But the warfare theory failed. As Haas noted on the Discovery Channel special of Caral broadcast last month,
"...If I was an approaching army that's where I'd come (a narrow pass into the valley) and that's where I should find defensive fortifications. There should be a wall going across it. They're easy places to put walls across all of these access routes. There should be something to slow down the enemy and in fact there's nothing. There are no fortifications round any of these sites.
"You seemed to really have the beginnings of that complex society and I'm able to look at it right at the start and I look for the conflict and I look for the warfare, I look for the armies and the fortifications and they're not there. They should be here and they're not and you have to change your whole mind-set about the role of warfare in these societies and so it's demolishing our warfare hypothesis. The warfare hypothesis just doesn't work."
It is a definite possibility that the people of Caral were the primal crunchies, the forerunners of all granolas. Regardless of modern biases, it does appear that the mother city was not raised out of fear, but rather out of cooperative impulses. The megabolinus snail, the achiote plant and the condor bones are not indigenous to the Supe Valley. They would have been imported from either the coastal regions or the mountain regions.
The Supe River Valley is a desolate spot in our time, but based on the evidence of irrigation ditches that crisscross the valley, it was by design a fertile land. What made Caral a trade centre and turned it into an importer of exotic goods was cotton. Cotton was used for clothing and it was also used for fishing nets. The maritime people of the central coast of Peru traded fish for the cotton nets and a mercantile system was born.

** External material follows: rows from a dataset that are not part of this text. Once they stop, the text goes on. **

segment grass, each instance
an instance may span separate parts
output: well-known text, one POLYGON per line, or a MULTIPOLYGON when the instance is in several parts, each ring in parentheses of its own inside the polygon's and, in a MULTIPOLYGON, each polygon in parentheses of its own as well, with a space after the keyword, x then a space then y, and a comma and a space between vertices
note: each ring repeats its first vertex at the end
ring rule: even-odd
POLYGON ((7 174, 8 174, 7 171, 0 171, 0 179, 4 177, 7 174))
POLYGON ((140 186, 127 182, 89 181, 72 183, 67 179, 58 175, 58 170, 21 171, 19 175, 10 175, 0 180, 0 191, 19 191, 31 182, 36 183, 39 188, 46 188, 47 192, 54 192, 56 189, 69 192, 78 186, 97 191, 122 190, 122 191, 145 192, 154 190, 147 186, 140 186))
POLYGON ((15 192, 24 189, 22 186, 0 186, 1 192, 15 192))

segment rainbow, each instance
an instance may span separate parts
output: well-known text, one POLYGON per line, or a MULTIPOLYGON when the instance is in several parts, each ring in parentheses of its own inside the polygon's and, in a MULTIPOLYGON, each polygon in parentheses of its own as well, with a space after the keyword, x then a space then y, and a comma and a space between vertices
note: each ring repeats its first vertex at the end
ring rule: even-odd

Eventually Caral's time passed and Casma became the ascendant culture of Peru. Why? Caral could have failed through the vagaries of El Nino, (for once I won't blame it on a full blown terrestrial catastrophe, no evidence.) Most probably it waned or was absorbed as the Sumerians were absorbed by the more militant Akkadians, who adopted the trappings of the civilization they replaced. In time where pyramids and temple complexes stood, only the desert remained.
As reported in the December 2004 issue of Nature; there existed an urban infrastructure of up to twenty proto-cities extant not only in the Supe valley, but also in the nearby Patilvica and Fortaleza vallies.
This civilization is now called the Andean and appears to have been far more extensive and older than originally thought. Starting around 3000 BC, this society based on cotton farming and trade, supported by the fishing villages of the coastal regions, thrived for over 1,200 years.
"There wasn't anything like this in the world as far as I can tell," Haas said in an interview with the Seattle Times.